Uninsured adults are less likely to have a personal doctor or health care provider. Nationally, 56 percent of adults without health care coverage say they do not have a personal doctor or health care provider, compared with just 16 percent of people with health care coverage.

Adults who are uninsured are much more likely to report being in poor or fair health than are adults who are insured.

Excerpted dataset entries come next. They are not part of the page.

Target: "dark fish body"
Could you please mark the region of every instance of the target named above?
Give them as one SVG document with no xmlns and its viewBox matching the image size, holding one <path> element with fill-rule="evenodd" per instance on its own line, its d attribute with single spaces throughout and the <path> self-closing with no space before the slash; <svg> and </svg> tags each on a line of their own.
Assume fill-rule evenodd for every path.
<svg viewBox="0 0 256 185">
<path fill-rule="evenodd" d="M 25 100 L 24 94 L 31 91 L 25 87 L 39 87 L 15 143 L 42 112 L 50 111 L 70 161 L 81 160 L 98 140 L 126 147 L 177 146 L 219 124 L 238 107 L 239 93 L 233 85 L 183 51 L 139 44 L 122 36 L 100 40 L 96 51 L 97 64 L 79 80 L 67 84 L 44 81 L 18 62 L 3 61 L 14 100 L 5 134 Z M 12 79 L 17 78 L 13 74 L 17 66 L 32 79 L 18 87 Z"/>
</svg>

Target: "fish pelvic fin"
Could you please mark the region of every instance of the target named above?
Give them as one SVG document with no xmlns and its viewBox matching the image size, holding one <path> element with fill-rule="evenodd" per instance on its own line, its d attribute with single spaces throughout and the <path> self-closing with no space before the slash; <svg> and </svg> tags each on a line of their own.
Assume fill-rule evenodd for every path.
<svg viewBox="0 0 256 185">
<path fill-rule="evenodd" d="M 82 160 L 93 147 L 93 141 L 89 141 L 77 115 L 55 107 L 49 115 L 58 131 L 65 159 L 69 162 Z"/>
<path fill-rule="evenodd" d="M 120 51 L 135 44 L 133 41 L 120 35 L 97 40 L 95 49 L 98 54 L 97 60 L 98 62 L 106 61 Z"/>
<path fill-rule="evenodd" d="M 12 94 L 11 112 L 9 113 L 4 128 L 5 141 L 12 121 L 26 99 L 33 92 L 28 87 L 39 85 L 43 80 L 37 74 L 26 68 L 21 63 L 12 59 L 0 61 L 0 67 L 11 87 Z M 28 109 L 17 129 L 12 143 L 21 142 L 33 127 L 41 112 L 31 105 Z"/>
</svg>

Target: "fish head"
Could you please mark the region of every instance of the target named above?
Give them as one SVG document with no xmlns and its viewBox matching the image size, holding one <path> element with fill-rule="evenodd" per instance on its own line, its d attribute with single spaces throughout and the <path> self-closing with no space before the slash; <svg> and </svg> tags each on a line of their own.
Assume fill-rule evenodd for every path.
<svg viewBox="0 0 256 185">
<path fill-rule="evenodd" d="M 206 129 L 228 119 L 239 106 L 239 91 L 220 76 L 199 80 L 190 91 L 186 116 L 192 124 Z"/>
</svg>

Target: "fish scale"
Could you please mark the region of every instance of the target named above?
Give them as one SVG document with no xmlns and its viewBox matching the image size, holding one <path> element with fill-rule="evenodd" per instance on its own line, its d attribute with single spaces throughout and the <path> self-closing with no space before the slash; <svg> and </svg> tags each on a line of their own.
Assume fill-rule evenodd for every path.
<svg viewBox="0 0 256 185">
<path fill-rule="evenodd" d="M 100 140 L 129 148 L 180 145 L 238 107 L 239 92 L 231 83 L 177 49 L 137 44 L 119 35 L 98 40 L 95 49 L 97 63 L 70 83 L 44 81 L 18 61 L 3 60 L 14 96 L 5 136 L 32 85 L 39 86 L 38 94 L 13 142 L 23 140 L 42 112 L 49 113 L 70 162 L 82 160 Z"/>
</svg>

Nationally, one in five uninsured adults (20 percent) say their health is fair or poor, compared with nearly one in nine adults with health coverage (12 percent).

Better care?: (WSJ 2007) Several new studies suggest that there is no relationship between the amount spent on treating a patient and the quality and outcome of the care.

Consider chronically ill elderly patients in the last two years of their lives. According to a comparison of hospitals across the country done by researchers at Dartmouth, if the patients die in a hospital in New York State, the average cost of those two years would be $38,369. In Florida, by contrast, it would be $29,604, while in Iowa it would be only $23,746.

Medicare spending on hospital care for heart attack victims surged two-thirds from 1986 to 1996, after accounting for inflation. But the percentage of victims who were alive a year after their attacks also increased, though by just 10 percentage points, to roughly 68 percent.

The relationship — rising costs bringing increased benefits — has broken down recently. From 1996 to 2002, Medicare spending on treatments for heart attack victims increased about 14 percent, after inflation. But there was virtually no improvement in survival rates.

And this was interesting- “The biggest failure of the American health care system is not that we overuse stuff but that we underuse stuff,” said David Cutler, an economist at Harvard. Consider aspirin. It helps prevent formation of blood clots, and its widespread use has probably been the cheapest breakthrough in the history of heart disease treatment.

A study five years ago by Dr. Mark McClellan and Dr. Paul A. Heidenreich, estimated that growing aspirin use explained more than a third of the decrease in the death rates of heart attack victims from 1975 to 1995.

Still, a Duke University study of about 32,000 patients with coronary artery disease who were treated from 1995 to 2002 found that only 83 percent took aspirin. And only 71 percent did so consistently.